Surface-atmosphere decoupling prolongs stratocumulus persistence under warm advection
Submitter
Li, Zhanqing — University of Maryland
Area of research
Cloud Processes
Journal Reference
Science
Enhancing the understanding of stratocumulus (Sc) cloud responses to meteorological factors could help reduce uncertainties in climate projections. Among various factors (lower-tropospheric stability, subsidence rate, wind speeds, etc.), the influence of horizontal temperature advection (Tadv), particularly warm-air advection (WADV), on Sc remains the least understood. This study elucidates the physical mechanism of the responses of Sc cloud lifetime to WADV and highlights the crucial role of WADV-induced reduction in entrainment drying in cloud lifetime.
Impact
There are two contradictory mechanisms regarding the Sc response to Tadv: 1) with increasing Tadv (i.e., from cold-air advection [CADV] to WADV), enhanced surface-atmosphere decoupling reduces moisture supply to Sc clouds, decreasing cloudiness; 2) Meanwhile, suppressed surface fluxes in WADV help sustain cloud decks by weakening entrainment drying. The findings reconcile these two mechanisms by using the idealized large-eddy simulations, demonstrating that the entrainment-drying-oriented mechanism dominates the moisture-deficit mechanism, contributing to understanding the observed relationships between low-cloud fraction and Tadv.
Summary
An initially well-mixed Sc deck can stay overcast for several tens of hours under WADV conditions, even though the moisture supply is cut off from the ocean due to surface-atmosphere decoupling. A set of idealized large-eddy simulations were performed to investigate the physical mechanism of how WADV impacts the evolution of a pre-existing Sc deck. To mimic warm-air advection, we decrease the sea surface temperature linearly over time in a doubly periodic domain. Given the identical initial conditions, the Sc deck is more persistent when experiencing WADV than CADV. As shown in Figure 1a-b, this persistence is caused by reduced cloud-top entrainment drying due to decoupling, which outweighs decoupling-induced cutoff of moisture supply. This mechanism is more notable when the free troposphere becomes more humid (Figure 1c-d), due to the larger sensitivity of entrainment drying to free-tropospheric moisture in WADV.
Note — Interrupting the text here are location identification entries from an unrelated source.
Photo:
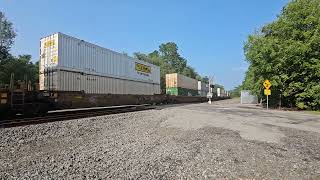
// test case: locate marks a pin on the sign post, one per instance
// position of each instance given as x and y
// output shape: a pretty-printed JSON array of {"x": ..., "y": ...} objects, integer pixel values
[{"x": 267, "y": 90}]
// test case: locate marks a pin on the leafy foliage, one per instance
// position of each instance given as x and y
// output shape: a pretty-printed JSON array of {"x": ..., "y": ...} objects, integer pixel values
[
  {"x": 170, "y": 61},
  {"x": 21, "y": 66},
  {"x": 287, "y": 52}
]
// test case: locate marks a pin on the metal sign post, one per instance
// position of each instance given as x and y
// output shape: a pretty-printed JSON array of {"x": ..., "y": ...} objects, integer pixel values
[
  {"x": 267, "y": 102},
  {"x": 209, "y": 94}
]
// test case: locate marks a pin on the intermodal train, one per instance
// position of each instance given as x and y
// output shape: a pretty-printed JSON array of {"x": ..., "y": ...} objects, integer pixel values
[{"x": 74, "y": 73}]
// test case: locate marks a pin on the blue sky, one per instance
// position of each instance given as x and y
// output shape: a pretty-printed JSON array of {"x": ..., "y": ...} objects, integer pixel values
[{"x": 210, "y": 33}]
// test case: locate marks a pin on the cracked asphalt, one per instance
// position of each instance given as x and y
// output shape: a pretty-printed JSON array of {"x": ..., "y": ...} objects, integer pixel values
[{"x": 224, "y": 140}]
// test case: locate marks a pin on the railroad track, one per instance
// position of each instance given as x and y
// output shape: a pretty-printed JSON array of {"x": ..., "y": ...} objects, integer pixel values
[{"x": 72, "y": 114}]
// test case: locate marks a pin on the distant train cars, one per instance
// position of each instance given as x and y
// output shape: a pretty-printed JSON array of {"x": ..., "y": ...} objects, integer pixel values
[
  {"x": 180, "y": 85},
  {"x": 71, "y": 64},
  {"x": 75, "y": 74}
]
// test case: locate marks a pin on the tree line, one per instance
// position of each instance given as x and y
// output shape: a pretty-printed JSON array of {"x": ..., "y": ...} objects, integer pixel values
[
  {"x": 167, "y": 57},
  {"x": 287, "y": 52},
  {"x": 22, "y": 66},
  {"x": 170, "y": 61}
]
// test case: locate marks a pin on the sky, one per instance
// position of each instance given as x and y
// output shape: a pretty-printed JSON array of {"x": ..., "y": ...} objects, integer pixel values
[{"x": 210, "y": 34}]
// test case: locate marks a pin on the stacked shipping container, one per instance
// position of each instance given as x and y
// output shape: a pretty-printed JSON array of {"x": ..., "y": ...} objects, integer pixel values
[
  {"x": 71, "y": 64},
  {"x": 179, "y": 85},
  {"x": 203, "y": 89}
]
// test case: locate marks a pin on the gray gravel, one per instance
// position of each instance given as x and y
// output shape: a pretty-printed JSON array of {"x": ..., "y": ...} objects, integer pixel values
[{"x": 145, "y": 145}]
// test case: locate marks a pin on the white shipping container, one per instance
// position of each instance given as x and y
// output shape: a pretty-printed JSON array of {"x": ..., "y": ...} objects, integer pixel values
[
  {"x": 71, "y": 64},
  {"x": 178, "y": 80},
  {"x": 61, "y": 80},
  {"x": 60, "y": 51},
  {"x": 203, "y": 89}
]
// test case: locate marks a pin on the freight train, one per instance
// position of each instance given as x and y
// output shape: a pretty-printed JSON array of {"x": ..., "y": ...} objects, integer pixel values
[{"x": 77, "y": 74}]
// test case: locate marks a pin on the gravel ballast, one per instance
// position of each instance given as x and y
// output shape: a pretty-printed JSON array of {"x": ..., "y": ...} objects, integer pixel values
[{"x": 153, "y": 145}]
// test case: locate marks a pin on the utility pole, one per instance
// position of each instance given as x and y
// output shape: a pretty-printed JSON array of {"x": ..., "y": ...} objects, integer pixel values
[{"x": 1, "y": 29}]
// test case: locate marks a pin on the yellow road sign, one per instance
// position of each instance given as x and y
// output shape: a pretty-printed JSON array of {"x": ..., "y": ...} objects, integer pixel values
[
  {"x": 267, "y": 84},
  {"x": 267, "y": 92}
]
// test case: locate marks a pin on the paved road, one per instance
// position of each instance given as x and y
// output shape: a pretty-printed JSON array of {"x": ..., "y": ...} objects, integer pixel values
[{"x": 195, "y": 141}]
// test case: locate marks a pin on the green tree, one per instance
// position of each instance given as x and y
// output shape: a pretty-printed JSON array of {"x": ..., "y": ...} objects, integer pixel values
[
  {"x": 287, "y": 52},
  {"x": 170, "y": 61},
  {"x": 21, "y": 66},
  {"x": 7, "y": 35}
]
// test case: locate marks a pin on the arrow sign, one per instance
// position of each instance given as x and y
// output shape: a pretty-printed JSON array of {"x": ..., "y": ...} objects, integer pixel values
[{"x": 267, "y": 84}]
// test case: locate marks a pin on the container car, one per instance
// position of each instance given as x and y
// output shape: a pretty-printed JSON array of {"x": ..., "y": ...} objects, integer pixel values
[
  {"x": 71, "y": 64},
  {"x": 179, "y": 85}
]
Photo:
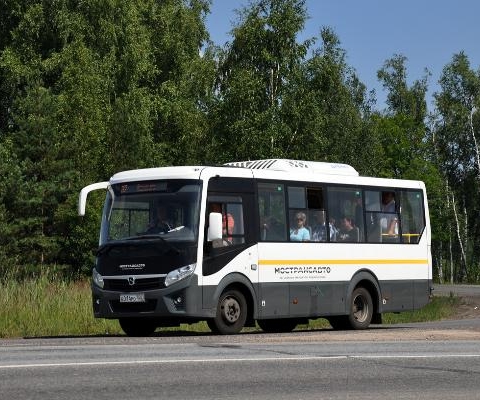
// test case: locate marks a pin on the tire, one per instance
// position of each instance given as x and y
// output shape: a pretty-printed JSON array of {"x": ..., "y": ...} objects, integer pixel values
[
  {"x": 137, "y": 327},
  {"x": 231, "y": 313},
  {"x": 277, "y": 325},
  {"x": 361, "y": 309}
]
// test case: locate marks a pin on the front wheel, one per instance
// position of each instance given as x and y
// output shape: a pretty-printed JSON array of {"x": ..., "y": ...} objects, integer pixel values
[
  {"x": 361, "y": 309},
  {"x": 138, "y": 327},
  {"x": 231, "y": 313}
]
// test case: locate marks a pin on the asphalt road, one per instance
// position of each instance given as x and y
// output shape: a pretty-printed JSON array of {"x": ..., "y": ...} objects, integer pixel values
[
  {"x": 300, "y": 365},
  {"x": 437, "y": 360}
]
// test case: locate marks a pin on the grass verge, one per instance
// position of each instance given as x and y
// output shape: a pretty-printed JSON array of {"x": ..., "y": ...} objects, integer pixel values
[{"x": 46, "y": 307}]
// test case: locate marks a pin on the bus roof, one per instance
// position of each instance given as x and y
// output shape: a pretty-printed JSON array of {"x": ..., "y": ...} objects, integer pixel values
[{"x": 285, "y": 165}]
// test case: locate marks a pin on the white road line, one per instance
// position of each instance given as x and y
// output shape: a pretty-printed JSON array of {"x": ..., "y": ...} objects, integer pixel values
[{"x": 221, "y": 360}]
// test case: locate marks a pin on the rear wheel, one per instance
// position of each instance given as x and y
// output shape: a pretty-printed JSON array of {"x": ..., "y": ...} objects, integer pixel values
[
  {"x": 138, "y": 327},
  {"x": 361, "y": 309},
  {"x": 231, "y": 313},
  {"x": 277, "y": 325}
]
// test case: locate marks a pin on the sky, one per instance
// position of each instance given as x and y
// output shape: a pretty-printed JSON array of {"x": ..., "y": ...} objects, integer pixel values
[{"x": 427, "y": 32}]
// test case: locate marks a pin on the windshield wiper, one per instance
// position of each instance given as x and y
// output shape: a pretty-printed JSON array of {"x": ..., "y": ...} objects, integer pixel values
[{"x": 156, "y": 237}]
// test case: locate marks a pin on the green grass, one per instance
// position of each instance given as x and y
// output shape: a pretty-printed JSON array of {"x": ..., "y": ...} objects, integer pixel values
[{"x": 46, "y": 306}]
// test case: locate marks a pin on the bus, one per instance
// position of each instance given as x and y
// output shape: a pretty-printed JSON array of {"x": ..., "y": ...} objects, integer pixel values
[{"x": 270, "y": 242}]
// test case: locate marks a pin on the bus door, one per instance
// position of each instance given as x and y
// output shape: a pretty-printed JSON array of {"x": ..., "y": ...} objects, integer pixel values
[{"x": 236, "y": 253}]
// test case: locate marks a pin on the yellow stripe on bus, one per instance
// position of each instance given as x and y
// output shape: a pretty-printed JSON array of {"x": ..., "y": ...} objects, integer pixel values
[{"x": 301, "y": 262}]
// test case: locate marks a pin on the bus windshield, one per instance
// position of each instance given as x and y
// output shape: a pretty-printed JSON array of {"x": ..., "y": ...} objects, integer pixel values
[{"x": 166, "y": 209}]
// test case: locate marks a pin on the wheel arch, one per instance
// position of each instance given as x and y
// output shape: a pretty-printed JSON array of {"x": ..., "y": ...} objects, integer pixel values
[
  {"x": 368, "y": 280},
  {"x": 244, "y": 285}
]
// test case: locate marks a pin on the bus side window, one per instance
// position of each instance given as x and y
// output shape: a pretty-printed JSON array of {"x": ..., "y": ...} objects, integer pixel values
[
  {"x": 412, "y": 215},
  {"x": 271, "y": 208}
]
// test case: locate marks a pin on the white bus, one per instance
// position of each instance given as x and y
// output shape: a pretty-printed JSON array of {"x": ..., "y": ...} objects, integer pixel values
[{"x": 277, "y": 242}]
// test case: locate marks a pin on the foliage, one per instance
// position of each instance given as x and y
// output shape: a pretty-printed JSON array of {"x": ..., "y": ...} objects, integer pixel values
[{"x": 91, "y": 88}]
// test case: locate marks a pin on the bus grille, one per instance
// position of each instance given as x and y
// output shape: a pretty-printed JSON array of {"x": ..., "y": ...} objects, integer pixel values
[
  {"x": 141, "y": 284},
  {"x": 148, "y": 306}
]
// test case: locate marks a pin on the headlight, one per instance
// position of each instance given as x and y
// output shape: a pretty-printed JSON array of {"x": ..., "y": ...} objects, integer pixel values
[
  {"x": 97, "y": 278},
  {"x": 179, "y": 274}
]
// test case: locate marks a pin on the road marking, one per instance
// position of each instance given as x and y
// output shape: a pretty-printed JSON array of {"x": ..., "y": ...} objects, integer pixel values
[{"x": 220, "y": 360}]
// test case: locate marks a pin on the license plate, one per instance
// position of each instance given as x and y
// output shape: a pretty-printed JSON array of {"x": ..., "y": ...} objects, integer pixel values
[{"x": 132, "y": 298}]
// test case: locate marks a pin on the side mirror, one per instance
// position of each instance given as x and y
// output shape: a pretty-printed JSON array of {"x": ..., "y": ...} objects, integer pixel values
[{"x": 214, "y": 226}]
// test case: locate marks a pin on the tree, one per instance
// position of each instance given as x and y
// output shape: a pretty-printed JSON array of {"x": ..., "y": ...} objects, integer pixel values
[
  {"x": 255, "y": 71},
  {"x": 456, "y": 131}
]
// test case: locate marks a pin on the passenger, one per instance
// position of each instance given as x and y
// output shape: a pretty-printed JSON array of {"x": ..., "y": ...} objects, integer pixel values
[
  {"x": 348, "y": 233},
  {"x": 389, "y": 222},
  {"x": 300, "y": 233},
  {"x": 228, "y": 222},
  {"x": 319, "y": 230}
]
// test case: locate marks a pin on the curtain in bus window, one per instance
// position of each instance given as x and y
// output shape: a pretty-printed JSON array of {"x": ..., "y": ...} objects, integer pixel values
[
  {"x": 271, "y": 207},
  {"x": 412, "y": 215}
]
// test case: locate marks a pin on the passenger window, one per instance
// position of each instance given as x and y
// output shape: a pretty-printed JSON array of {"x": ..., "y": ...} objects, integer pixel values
[
  {"x": 346, "y": 214},
  {"x": 412, "y": 215},
  {"x": 382, "y": 220},
  {"x": 271, "y": 208},
  {"x": 231, "y": 208}
]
Figure 1. (a-b) Schematic diagrams illustrating the physical mechanism of the longer persistence of cloud layers from cold-air to warm-air advection given the same initial conditions. Panels (c-d) show the same case but in a free troposphere with higher humidity. Red circles represent cloud-top entrainment, and blue ones represent the boundary-layer turbulence. The strength of the entrainment or turbulence is denoted by the circle size and thickness.